Each Answer to this Q is separated by one/two green lines.
I am attempting to generate map overlay images that would assist in identifying hot-spots, that is areas on the map that have high density of data points. None of the approaches that I’ve tried are fast enough for my needs.
Note: I forgot to mention that the algorithm should work well under both low and high zoom scenarios (or low and high data point density).
I looked through numpy, pyplot and scipy libraries, and the closest I could find was numpy.histogram2d. As you can see in the image below, the histogram2d output is rather crude. (Each image includes points overlaying the heatmap for better understanding)
My second attempt was to iterate over all the data points, and then calculate the hot-spot value as a function of distance. This produced a better looking image, however it is too slow to use in my application. Since it’s O(n), it works ok with 100 points, but blows out when I use my actual dataset of 30000 points.

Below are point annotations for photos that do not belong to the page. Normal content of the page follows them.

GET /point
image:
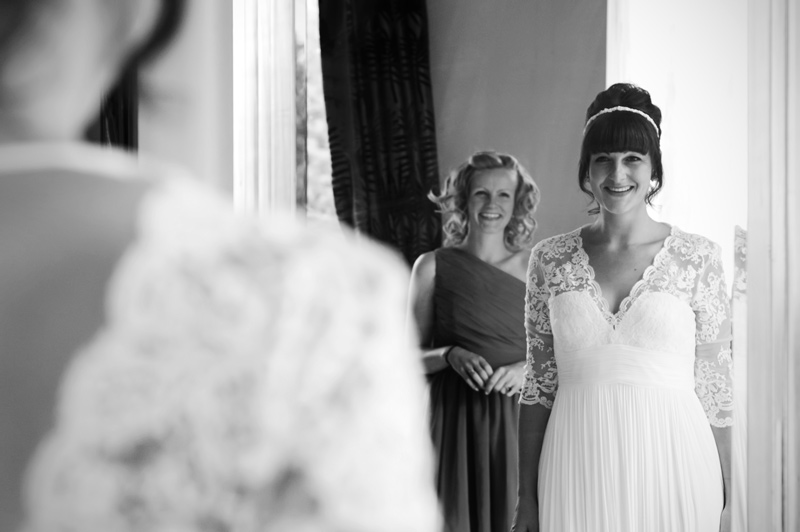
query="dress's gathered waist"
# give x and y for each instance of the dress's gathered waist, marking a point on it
(623, 364)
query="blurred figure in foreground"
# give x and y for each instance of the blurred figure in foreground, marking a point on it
(164, 364)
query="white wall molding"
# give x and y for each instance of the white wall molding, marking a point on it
(264, 130)
(773, 265)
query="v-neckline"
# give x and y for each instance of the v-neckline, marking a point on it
(615, 317)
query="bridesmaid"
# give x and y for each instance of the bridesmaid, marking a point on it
(467, 300)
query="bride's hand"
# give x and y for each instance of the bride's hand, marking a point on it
(506, 379)
(471, 367)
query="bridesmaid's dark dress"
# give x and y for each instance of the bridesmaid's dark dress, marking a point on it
(480, 308)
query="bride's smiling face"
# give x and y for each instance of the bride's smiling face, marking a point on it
(620, 181)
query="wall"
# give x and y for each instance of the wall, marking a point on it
(692, 58)
(517, 76)
(190, 119)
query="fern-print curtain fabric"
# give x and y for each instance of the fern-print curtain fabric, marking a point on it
(376, 78)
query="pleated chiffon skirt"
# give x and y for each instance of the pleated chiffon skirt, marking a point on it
(628, 453)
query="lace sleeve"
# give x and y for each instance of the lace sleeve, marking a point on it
(541, 375)
(248, 378)
(713, 362)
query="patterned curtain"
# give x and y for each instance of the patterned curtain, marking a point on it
(376, 78)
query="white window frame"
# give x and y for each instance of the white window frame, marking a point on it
(264, 110)
(773, 266)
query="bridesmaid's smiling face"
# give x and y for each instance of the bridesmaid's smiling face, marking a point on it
(491, 199)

My final attempt was to store the data in an KDTree, and use the nearest 5 points to calculate the hot-spot value. This algorithm is O(1), so much faster with large dataset. It’s still not fast enough, it takes about 20 seconds to generate a 256×256 bitmap, and I would like this to happen in around 1 second time.
The boxsum smoothing solution provided by 6502 works well at all zoom levels and is much faster than my original methods.
The gaussian filter solution suggested by Luke and Neil G is the fastest.
You can see all four approaches below, using 1000 data points in total, at 3x zoom there are around 60 points visible.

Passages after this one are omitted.